The investment trade body started a consultation in April canvassing opinions of end investors and advisers on its review of the sector, after opinions of asset managers were split.
Despite the new lower yield to be achieved over a three-year rolling period, if a fund fails to achieve 90 per cent of the index yield in any one year period it will still being removed from the sector.
The changes take effect from 3 April and will also affect funds in the Global Equity Income sector, which will need to have a yield target of 100 per cent of the MSCI World Index over a three-year rolling period.
The move has been done to guarantee “consistency” among consumers and advisers in the equity income sector.
Among many critics to the sector’s former requirements is Hargreaves Lansdown.
The group recently questioned the sector’s relevance, calling it “badly constructed”.
Hargreaves Lansdown points out that 22 funds – or 20 per cent of the sector – have been excluded so far. Hargreaves argues “the rapidly declining relevance” of the sector has been pointed out by the fact that star fund manager Neil Woodford is placing his new Income Focus fund into the Specialist sector instead.
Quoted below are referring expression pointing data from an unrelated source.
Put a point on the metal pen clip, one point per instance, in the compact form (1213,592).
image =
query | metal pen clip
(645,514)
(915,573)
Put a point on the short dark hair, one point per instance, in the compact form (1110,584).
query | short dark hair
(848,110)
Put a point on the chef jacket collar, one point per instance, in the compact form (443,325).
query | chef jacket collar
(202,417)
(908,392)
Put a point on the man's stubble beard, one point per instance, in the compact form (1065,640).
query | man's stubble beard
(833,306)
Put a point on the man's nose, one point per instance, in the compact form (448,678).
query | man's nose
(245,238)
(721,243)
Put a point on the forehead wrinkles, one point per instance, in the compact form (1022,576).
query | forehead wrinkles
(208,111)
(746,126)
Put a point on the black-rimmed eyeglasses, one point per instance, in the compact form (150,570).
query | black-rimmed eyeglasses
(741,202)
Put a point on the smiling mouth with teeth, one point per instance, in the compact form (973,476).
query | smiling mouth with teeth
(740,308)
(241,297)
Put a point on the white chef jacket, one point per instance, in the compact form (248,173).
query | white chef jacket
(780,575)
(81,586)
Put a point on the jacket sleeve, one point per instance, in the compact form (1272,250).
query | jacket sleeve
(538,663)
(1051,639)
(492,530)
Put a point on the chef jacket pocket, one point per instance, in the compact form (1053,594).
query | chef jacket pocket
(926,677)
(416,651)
Woodford IM declined to comment.
However, Hargreaves Lansdown senior analyst Laith Khalaf says while the new yield criteria is an improvement, it will not solve the problem.
He says: “They’ve made this decision because of all the funds that dropped from the sector. It’s an improvement but it doesn’t solve the problem as there’s not a way to find a solution.They are saying we’ll let more funds in the sector even if they won’t reach the target.”
IA director capital markets Galina Dimitrova says: “The primary purpose of the IA sectors is to serve the needs of consumers and their advisers. Any change to how they are classified must be done in their best interests.”
As well as keeping the current criteria, the IA considered a number of potential alternatives, including requiring funds to match the FTSE All-Share’s yield or removing the target altogether, yet calling for more statistics about the funds income and performance.
Dimitrova says: “The decision to lower the yield hurdle has come after comprehensive consumer research and industry consultation. The change is designed to ensure that consumers and advisers have better visibility of the choice of equity income products that exceed their respective market yields.”
FundCalibre managing director Darius McDermott says the change is “a very sensible move”.
He says: “It means that UK equity funds aiming to produce a yield can be compared fairly and easily, which has to be a good thing.
“Importantly, it also means fund managers are not being forced to chase a yield, and possibly even deviate from their investment strategy, just to remain in a sector.
“It is also good that the same criteria will be applied to the global equity income sector to keep things simple and consistent.”
McDermott expects the “majority” of the 22 funds removed from the sector to go back over in the coming months.